Assessing the risks of various forms of threats and having in place processes for dealing with them if they arise.
Reducing the impact of any violence or harassment that does occur, such as through counselling those involved and reviewing procedures to limit the possibility of it re-occurring.
Working on Corporate Liability
In the US, one area of forensic psychology and criminology that is growing rapidly relates to the legal duty that business owners have ‘to exercise reasonable care that will prevent criminal attacks that could be anticipated’. Considering the possibility of offences against customers within retail or other premises, such as schools, restaurants and workplaces, draws on the understanding of criminal patterns of behaviour (the realm of criminologists) as well as on the forensic psychology of offending. Cases brought by shoppers mugged in a shopping mall have therefore opened up a broad area of professional consultancy to support or challenge their claims.

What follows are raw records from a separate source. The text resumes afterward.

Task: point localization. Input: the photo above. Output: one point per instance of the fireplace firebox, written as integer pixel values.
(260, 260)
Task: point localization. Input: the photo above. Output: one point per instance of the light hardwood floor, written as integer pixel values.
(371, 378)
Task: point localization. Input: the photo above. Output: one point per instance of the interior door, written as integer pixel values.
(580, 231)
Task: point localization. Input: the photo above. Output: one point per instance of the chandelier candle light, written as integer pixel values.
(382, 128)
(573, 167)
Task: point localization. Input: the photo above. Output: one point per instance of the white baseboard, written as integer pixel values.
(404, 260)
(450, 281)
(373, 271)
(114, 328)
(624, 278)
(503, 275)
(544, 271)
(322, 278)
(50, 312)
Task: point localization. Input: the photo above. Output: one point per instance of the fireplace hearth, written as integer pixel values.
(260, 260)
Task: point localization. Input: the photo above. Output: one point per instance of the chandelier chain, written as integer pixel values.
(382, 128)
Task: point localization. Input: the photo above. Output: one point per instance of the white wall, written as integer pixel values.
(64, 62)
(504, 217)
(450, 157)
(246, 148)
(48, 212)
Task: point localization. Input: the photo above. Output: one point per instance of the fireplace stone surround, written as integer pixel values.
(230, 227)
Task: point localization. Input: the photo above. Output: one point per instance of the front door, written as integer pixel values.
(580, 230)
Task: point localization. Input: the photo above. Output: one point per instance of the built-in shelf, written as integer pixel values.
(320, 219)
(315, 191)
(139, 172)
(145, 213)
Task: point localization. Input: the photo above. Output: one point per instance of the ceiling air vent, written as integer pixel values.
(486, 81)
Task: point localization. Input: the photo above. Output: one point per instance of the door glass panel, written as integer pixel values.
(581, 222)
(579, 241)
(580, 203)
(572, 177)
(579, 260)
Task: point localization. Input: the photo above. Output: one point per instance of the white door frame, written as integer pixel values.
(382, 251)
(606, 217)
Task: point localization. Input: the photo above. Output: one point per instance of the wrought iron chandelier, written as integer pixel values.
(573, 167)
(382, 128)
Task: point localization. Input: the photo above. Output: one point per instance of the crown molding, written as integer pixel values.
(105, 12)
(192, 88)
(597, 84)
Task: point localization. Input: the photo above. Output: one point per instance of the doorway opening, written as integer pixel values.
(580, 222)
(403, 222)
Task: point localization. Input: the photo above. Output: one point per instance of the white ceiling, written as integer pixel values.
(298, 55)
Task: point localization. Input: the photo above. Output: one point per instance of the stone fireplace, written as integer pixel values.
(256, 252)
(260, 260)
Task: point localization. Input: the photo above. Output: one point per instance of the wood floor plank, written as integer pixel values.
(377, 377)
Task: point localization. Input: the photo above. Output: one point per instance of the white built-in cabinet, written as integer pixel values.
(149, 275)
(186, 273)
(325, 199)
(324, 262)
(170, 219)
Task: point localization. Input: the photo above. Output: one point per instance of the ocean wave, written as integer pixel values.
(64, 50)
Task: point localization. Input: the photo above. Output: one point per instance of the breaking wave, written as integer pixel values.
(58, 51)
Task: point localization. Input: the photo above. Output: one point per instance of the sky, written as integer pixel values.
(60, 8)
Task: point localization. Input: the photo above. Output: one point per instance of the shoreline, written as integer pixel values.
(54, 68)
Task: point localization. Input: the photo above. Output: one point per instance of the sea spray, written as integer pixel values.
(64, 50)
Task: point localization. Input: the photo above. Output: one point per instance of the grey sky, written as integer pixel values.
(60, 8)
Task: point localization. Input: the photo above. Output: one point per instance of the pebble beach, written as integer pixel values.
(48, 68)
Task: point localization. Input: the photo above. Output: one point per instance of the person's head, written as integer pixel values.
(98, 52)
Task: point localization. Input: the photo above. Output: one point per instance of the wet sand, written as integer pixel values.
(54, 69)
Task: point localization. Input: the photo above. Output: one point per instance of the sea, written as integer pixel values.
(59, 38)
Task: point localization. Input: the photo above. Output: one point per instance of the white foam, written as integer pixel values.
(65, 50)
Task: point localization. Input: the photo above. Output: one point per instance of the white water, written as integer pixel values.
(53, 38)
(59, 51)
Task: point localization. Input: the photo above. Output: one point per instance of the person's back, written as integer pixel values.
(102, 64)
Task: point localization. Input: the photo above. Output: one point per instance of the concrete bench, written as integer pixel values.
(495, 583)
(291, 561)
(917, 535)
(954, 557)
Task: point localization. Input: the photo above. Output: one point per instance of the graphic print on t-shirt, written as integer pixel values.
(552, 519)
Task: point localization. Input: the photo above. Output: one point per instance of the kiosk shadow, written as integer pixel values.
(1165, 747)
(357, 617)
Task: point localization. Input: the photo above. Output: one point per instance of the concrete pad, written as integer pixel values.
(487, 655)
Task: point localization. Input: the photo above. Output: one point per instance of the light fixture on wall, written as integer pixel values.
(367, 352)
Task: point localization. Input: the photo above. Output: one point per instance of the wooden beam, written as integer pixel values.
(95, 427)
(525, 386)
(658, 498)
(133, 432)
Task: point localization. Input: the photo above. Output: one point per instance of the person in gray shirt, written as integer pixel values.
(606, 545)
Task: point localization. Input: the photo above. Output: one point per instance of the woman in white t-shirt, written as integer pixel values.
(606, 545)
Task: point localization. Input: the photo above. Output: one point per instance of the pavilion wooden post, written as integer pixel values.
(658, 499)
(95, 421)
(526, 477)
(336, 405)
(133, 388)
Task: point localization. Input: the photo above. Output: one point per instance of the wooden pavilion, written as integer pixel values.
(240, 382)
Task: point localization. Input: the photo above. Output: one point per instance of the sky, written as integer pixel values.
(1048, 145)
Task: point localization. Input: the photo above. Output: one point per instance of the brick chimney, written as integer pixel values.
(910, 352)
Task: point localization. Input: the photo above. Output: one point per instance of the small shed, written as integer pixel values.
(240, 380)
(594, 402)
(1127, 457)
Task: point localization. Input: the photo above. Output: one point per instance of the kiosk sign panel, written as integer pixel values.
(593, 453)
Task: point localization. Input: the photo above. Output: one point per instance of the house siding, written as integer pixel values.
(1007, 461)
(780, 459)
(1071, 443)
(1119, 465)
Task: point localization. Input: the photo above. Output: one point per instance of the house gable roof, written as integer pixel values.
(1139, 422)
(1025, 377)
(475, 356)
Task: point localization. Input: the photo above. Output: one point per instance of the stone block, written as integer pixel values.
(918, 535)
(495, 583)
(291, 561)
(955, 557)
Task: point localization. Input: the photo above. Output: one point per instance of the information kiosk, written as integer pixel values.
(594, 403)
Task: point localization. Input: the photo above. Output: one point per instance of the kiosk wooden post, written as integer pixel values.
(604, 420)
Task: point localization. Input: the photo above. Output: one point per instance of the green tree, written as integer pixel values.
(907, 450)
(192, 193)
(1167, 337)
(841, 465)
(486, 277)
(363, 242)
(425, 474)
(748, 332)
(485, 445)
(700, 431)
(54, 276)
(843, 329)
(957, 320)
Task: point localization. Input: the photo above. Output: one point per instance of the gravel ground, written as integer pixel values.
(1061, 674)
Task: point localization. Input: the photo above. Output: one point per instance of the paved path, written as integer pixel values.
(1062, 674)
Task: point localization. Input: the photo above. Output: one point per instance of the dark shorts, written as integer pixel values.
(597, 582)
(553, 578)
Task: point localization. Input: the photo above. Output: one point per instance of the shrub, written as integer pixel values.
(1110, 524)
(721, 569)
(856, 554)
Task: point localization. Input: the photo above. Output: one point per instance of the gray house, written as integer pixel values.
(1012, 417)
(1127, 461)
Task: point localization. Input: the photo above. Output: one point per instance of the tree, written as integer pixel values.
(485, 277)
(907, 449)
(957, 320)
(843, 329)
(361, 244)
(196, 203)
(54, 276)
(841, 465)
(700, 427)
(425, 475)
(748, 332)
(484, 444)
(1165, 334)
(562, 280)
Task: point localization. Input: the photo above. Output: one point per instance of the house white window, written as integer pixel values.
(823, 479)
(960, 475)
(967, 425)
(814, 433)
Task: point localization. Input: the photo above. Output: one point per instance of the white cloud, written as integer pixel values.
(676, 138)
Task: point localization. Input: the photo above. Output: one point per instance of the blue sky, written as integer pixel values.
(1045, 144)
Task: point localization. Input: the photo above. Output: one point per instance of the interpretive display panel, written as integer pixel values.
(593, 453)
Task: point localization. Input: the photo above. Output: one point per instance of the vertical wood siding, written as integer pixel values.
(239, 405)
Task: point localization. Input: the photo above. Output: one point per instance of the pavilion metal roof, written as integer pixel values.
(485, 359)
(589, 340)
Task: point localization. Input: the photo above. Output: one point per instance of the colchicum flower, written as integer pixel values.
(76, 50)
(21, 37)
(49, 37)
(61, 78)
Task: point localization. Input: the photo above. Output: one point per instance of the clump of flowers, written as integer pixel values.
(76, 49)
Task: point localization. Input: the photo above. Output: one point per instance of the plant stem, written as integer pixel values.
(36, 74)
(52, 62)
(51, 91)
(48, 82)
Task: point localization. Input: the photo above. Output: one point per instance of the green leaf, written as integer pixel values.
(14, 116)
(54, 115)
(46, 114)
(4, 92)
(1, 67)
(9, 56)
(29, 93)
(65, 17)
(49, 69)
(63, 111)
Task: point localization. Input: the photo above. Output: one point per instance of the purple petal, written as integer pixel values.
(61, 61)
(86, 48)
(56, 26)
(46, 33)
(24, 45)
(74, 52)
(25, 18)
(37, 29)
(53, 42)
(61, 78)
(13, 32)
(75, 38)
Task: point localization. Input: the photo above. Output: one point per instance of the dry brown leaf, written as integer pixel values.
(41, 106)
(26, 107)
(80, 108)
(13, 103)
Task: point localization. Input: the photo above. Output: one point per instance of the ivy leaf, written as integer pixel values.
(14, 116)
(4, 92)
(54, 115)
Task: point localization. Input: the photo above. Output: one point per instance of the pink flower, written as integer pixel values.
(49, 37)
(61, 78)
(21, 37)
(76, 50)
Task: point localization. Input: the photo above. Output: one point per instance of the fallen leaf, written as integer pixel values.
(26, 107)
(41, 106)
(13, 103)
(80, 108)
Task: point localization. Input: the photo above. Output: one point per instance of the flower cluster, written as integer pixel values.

Experts offering evidence in these cases have to deal with a number of issues:
Demonstrating good practice and whether the key incident revealed that such levels were achieved or not.
Deciding on some clear and close link between any failure of the business to achieve appropriate standards and the offence that occurred.
Assessing the degree of damage to the victim. In some cases, this can be adjusted in relation to the assumed portion of the damage that was the consequence of the business’s failure.
Analysing Probity
If you are in a tough business negotiation, say another company wants to buy you out but you don’t want to sell, then besides the work your accountants may do, you’ll want answers about the sorts of people you are dealing with. Giving a psychological analysis of these people can therefore be very helpful.
I coined the term ‘probity profiling’ (because it considers the decency and integrity of the people being examined) to describe this sort of consultancy which I’ve provided on a few occasions and can see it’s an area of psychological expertise that is growing. Because the character of the person is being examined, especially for any traits that may indicate weaknesses or possible dishonesty, the process draws on many ideas from forensic psychology, such as indications that the person may minimise the significance of risk-taking or have difficulty relating effectively to others.
When I’ve carried out probity profiling of an individual for large companies, understandably, I haven’t been allowed to interview that person directly. Such an interview may suggest a lack of trust, or may be refused as irrelevant to the negotiations. So the analysis has to be carried out at a distance, not unlike the ‘psychological autopsy’ that I describe in Chapter 11. Available records of the person have to be examined. This is much easier with Internet searches. I’ve even found family photographs and other personal details on the Web that are very helpful in understanding a person I’ve never met, and probably never will.
Committing People to Institutions
Sometimes people need to be committed to a hospital or other institution for their own protection or to safeguard others. A medical professional takes this decision and in many countries the court process isn’t required. Notoriously, totalitarian regimes use the process as a way of locking dissidents away without the trouble of a legal process.
In recent years, many jurisdictions have enacted much clearer criteria for the operation of such draconian measures, putting more emphasis on the professional assessment of the individual being committed. Some key principles are emerging that forensic psychologists will draw on, if asked to contribute to such an assessment:
The person must demonstrate some clear mental illness.
The person has to be demonstrably incompetent in making decisions about treatment or medication.